Duda bei einer Wahlkampfveranstaltung in Radom.

Foto: Jacek Dominski/REPORTER

Hoch über Washington kreist eine Drohne und sendet Bilder vom Weißen Haus in Miniaturgröße in die polnischen Wohnzimmer. Endlich kommen die beiden Politiker ins Bild, auf die alle gewartet haben: Andrzej Duda, der Präsident Polens, und sein US-Amtskollege Donald Trump. Die Chemie stimmt. Im Rosengarten nicken die beiden Politiker einander immer wieder anerkennend zu.

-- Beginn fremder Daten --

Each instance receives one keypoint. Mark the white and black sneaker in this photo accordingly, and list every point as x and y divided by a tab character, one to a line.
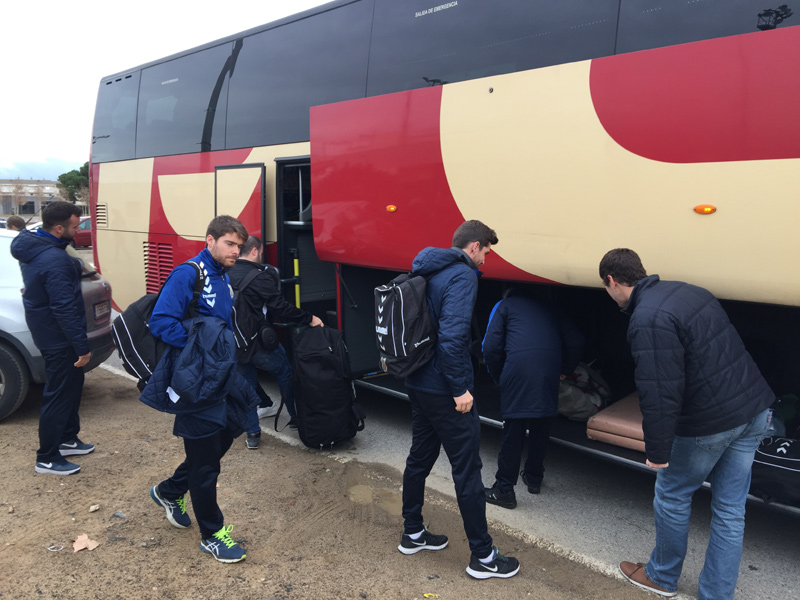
75	447
500	566
427	541
53	467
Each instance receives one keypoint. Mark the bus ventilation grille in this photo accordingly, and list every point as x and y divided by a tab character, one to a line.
102	215
157	265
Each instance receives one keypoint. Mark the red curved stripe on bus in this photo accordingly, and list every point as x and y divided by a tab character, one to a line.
369	154
729	99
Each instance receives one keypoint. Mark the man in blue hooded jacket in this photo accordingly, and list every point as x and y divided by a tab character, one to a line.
55	315
705	409
442	409
207	434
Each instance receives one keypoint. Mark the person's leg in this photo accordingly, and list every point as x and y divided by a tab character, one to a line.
58	419
691	461
510	455
461	436
425	447
277	364
730	483
249	372
538	438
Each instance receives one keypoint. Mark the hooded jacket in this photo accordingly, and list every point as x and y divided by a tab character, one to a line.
693	373
451	294
528	345
54	309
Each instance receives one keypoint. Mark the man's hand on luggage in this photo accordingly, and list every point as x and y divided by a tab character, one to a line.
464	402
83	360
655	466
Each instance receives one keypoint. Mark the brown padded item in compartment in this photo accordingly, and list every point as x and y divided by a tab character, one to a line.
620	424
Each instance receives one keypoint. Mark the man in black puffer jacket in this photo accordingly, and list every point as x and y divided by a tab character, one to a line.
705	409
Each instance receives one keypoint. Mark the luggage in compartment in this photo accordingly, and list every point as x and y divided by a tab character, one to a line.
620	424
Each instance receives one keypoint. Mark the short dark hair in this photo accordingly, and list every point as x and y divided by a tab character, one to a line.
223	224
473	231
624	265
59	212
252	242
16	222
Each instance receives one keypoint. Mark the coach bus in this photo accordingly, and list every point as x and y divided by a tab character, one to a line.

Im Warschauer Fernsehstudio, das in einer Sondersendung das Treffen live ausstrahlt, jubelt der Soziologe Tomasz Zukowski: "Wir dürfen stolz darauf sein, Polen zu sein. Unsere beiden Präsidenten geben die Karten in der Weltpolitik aus." In Washington sagt Andrej Duda: "Ich vertrete hier die Interessen Polens und paradiere nicht in Moskau!" Der aus dem Homeoffice zugeschaltete Chefredakteur eines regierungsnahen Magazins kann seine Begeisterung über Polens Präsidenten kaum zügeln: "Wir haben es bei Duda mit einem erfahrenen Politiker zu tun, einem Staatsmann. Unseren Aufstieg in die oberste Liga der Weltpolitik verdanken wir ihm."

Kaczyńskis Kugelschreiber

Das Datum für all das ist nicht dem Zufall geschuldet. Am Sonntag findet in Polen die Präsidentschaftswahl statt. Duda bewirbt sich um eine zweite Amtszeit. Seine Blitzvisite in den USA verdankt er einer Einladung Trumps, der damit einem guten Rüstungskunden Wahlkampfhilfe leistet.

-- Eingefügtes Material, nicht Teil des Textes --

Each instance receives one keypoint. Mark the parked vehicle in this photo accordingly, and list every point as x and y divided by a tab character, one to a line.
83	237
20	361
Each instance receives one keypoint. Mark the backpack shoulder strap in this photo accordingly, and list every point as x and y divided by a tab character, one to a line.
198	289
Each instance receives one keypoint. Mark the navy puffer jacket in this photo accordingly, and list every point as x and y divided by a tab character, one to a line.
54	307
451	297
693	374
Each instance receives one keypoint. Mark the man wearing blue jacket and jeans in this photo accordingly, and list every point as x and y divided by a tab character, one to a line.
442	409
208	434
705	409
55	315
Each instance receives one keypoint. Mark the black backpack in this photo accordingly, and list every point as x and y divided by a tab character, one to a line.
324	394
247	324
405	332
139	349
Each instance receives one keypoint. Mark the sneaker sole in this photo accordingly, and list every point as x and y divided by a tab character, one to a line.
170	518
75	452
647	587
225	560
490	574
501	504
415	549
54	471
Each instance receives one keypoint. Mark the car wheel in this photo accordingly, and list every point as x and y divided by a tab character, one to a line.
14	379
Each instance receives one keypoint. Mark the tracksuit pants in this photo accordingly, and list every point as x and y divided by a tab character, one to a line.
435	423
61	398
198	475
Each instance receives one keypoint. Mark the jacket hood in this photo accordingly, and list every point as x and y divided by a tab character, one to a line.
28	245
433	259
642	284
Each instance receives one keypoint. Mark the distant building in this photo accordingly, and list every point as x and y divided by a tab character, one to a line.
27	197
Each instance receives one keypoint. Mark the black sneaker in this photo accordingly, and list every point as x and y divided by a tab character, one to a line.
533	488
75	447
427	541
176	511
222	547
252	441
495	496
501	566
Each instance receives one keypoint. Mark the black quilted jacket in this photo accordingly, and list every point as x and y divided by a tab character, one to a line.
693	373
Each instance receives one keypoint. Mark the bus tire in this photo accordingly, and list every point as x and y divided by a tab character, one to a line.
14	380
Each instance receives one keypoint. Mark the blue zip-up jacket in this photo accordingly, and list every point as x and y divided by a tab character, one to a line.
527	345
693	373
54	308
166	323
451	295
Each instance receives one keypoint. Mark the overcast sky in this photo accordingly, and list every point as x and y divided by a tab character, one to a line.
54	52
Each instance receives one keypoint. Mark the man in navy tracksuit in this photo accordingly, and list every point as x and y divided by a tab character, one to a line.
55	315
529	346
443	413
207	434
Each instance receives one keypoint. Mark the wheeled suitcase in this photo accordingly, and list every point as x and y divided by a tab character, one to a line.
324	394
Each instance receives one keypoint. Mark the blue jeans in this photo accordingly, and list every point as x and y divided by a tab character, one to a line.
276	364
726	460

In Warschau hingegen richten sich die Kameras auf ein vierstöckiges Gebäude in der Nowogrodzka-Straße 84. Der Betonklotz mit dunkler Holzverkleidung ist Polens Machtzentrale. Hier holen sich Premier Mateusz Morawiecki und die Minister, so sieht es die Opposition, ihre Instruktionen ab.

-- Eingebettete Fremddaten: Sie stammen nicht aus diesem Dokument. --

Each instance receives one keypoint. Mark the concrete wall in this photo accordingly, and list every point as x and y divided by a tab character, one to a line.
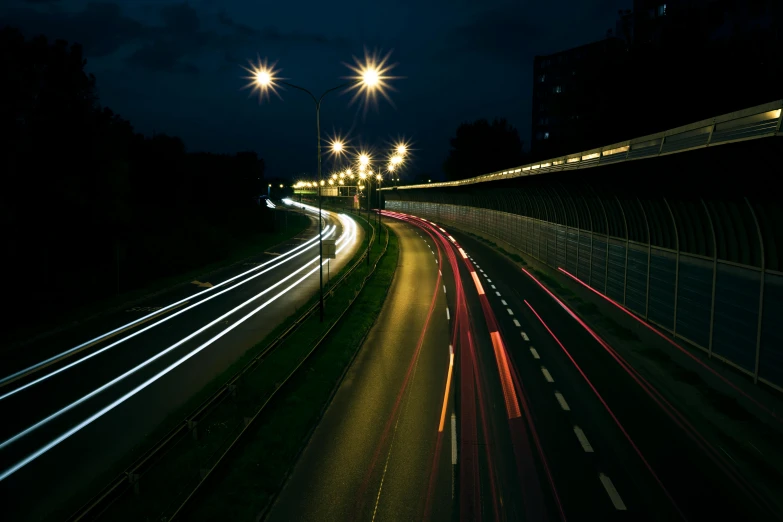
701	259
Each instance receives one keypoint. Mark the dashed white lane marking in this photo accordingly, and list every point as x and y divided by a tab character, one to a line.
561	400
612	492
583	439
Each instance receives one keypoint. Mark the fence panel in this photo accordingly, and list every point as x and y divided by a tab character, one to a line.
694	300
736	315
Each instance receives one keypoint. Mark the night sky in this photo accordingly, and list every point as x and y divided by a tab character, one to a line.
176	68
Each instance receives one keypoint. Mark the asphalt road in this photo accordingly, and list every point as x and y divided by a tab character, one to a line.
222	335
612	451
377	453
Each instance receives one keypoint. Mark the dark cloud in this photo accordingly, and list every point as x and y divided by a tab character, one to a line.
519	31
101	28
174	44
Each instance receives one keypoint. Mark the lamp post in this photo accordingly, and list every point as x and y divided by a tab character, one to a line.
379	178
363	161
370	80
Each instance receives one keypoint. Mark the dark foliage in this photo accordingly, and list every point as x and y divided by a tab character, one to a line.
88	207
482	147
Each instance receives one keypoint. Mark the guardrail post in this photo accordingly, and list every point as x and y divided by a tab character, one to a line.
714	275
592	230
193	428
649	259
676	267
625	273
761	293
133	480
606	261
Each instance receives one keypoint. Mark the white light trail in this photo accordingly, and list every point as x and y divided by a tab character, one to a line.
285	255
327	233
5	474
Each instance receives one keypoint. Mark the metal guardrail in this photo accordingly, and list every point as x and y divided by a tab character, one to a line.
95	507
269	399
756	122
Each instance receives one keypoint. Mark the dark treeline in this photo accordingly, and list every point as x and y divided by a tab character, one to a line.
481	147
699	60
90	208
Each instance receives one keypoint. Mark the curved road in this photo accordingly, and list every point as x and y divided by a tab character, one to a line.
552	424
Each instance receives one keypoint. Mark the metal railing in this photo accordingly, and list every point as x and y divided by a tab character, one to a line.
756	122
130	477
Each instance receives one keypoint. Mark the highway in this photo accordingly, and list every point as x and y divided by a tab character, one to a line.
68	421
373	453
551	423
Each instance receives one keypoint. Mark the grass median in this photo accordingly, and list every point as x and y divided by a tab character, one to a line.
14	340
177	472
256	469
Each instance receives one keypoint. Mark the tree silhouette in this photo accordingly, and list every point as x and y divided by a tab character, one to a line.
480	147
89	208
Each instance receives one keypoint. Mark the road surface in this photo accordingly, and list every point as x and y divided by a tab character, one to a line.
373	456
64	426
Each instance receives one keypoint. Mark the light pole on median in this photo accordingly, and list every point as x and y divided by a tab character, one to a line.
370	80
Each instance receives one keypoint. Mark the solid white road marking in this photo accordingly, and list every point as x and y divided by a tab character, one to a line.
612	492
583	439
561	400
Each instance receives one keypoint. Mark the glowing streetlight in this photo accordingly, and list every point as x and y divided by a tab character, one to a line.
371	79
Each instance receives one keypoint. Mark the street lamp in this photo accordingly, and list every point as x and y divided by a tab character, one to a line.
371	79
379	178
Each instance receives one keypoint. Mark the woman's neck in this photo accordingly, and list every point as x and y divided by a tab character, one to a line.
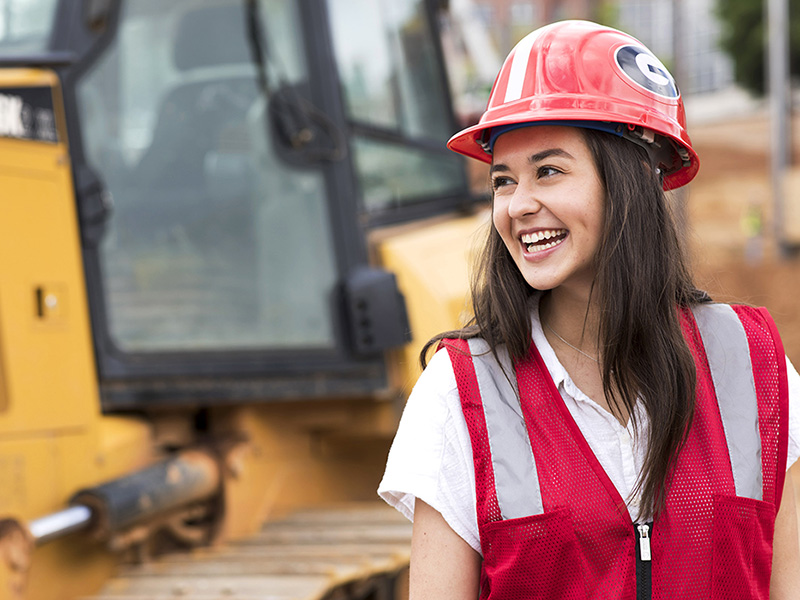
572	317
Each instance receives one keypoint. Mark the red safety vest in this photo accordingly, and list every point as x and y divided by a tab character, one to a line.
553	526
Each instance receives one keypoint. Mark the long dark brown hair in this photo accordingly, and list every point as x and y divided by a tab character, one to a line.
641	279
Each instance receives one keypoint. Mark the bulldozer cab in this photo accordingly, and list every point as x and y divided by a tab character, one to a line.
229	160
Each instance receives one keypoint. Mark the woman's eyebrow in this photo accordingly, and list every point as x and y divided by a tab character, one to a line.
545	154
534	158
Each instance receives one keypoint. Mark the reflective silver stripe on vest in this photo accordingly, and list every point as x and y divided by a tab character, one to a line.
728	356
515	475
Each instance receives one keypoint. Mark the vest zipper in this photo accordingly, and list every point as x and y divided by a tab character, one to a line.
644	583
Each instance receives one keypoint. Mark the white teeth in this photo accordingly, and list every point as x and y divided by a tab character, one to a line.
532	238
538	248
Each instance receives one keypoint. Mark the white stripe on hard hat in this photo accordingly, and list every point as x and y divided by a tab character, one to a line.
519	66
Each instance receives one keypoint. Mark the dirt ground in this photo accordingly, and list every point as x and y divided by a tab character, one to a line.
730	235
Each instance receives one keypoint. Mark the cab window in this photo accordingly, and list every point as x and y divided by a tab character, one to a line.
397	102
214	243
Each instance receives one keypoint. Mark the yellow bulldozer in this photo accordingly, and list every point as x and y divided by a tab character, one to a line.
225	228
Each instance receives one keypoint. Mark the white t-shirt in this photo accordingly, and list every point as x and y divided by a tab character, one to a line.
431	457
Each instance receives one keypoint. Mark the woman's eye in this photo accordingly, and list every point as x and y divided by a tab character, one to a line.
498	182
547	171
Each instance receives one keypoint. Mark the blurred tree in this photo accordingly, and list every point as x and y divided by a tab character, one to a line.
742	37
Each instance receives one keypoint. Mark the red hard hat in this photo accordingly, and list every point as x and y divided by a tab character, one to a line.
584	74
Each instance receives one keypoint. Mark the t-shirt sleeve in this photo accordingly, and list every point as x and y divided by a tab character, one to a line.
431	456
794	414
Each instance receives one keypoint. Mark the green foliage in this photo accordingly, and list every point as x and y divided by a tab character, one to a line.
743	39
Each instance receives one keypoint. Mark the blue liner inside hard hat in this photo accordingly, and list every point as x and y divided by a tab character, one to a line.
496	132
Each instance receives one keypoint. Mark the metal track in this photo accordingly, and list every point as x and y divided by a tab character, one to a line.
352	552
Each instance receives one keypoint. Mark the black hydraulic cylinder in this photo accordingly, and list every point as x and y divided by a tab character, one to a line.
188	477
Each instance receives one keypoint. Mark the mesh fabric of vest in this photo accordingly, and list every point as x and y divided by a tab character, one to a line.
706	543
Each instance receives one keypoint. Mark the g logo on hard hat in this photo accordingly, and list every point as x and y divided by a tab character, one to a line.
645	70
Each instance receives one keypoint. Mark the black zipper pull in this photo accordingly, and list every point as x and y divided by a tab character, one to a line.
644	541
644	560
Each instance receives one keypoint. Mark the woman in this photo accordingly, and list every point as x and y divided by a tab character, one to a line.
600	429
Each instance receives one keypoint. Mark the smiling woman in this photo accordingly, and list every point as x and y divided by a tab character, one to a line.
548	206
595	430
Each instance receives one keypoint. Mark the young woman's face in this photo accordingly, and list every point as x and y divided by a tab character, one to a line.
548	205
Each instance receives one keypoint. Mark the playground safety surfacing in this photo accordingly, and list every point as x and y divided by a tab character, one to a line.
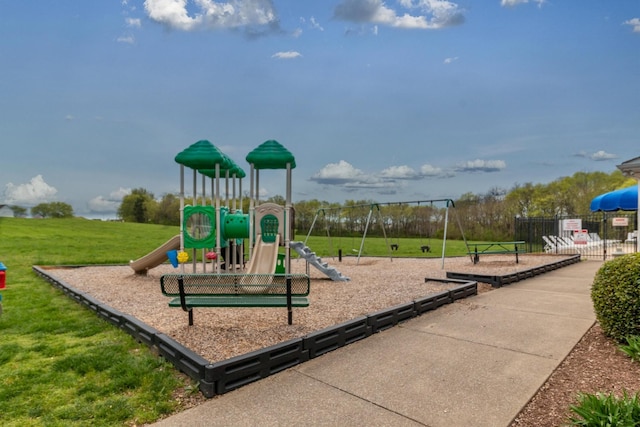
221	377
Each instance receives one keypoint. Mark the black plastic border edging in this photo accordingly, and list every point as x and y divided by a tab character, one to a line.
222	377
499	281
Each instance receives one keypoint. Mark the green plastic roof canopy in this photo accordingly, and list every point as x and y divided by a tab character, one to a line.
202	155
271	155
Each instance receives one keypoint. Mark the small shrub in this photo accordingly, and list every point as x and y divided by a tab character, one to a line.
616	297
606	410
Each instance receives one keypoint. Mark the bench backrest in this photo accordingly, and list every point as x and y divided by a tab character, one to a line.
234	284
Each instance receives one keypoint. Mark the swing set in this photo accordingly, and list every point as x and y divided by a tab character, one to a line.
334	215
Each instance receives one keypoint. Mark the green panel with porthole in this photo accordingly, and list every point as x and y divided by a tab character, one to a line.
199	227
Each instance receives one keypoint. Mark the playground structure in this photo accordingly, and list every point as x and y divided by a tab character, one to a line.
374	209
212	230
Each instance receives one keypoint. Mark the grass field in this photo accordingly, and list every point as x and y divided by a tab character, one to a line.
60	364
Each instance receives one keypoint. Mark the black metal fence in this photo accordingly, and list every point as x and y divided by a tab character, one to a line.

Sie kommen von Jarosław Kaczyński, dem Chef der nationalpopulistischen Partei Recht und Gerechtigkeit (PiS). Seit nunmehr fünf Jahren betreibt der 71-Jährige energisch den Rückbau der polnischen Demokratie. Einer seiner Mitstreiter ist Andrzej Duda. Er verdankt seinen Aufstieg vom EU-Parlamentarier zum Staatsoberhaupt allein dem PiS-Parteichef. Kaczyń ski tut alles, um dem 48-Jährigen eine weitere Amtszeit zu sichern. Denn der "Kugelschreiber", wie Gegner Polens Präsident gern verspotten, da dieser fast alle Gesetze unterschreibt, sichert auch Kaczyńskis Macht.

Dass Dudas Umfragewerte in den letzten beiden Monaten sanken und sein sicher geglaubter Sieg laut neuesten Umfragen zu wanken beginnt, hat mit der Covid-19-Pandemie zu tun. Anfang des Jahres sah die Situation für ihn noch hervorragend aus, Duda besuchte als treusorgender Landesvater Fabriken und Bergwerke, hörte sich die Sorgen der Bauern und Landfrauen an. Dann aber kam die Pandemie, die eigentlich für den 19. Mai geplante Wahl fand – unter Ausnutzung eines juristischen Tricks – nicht statt.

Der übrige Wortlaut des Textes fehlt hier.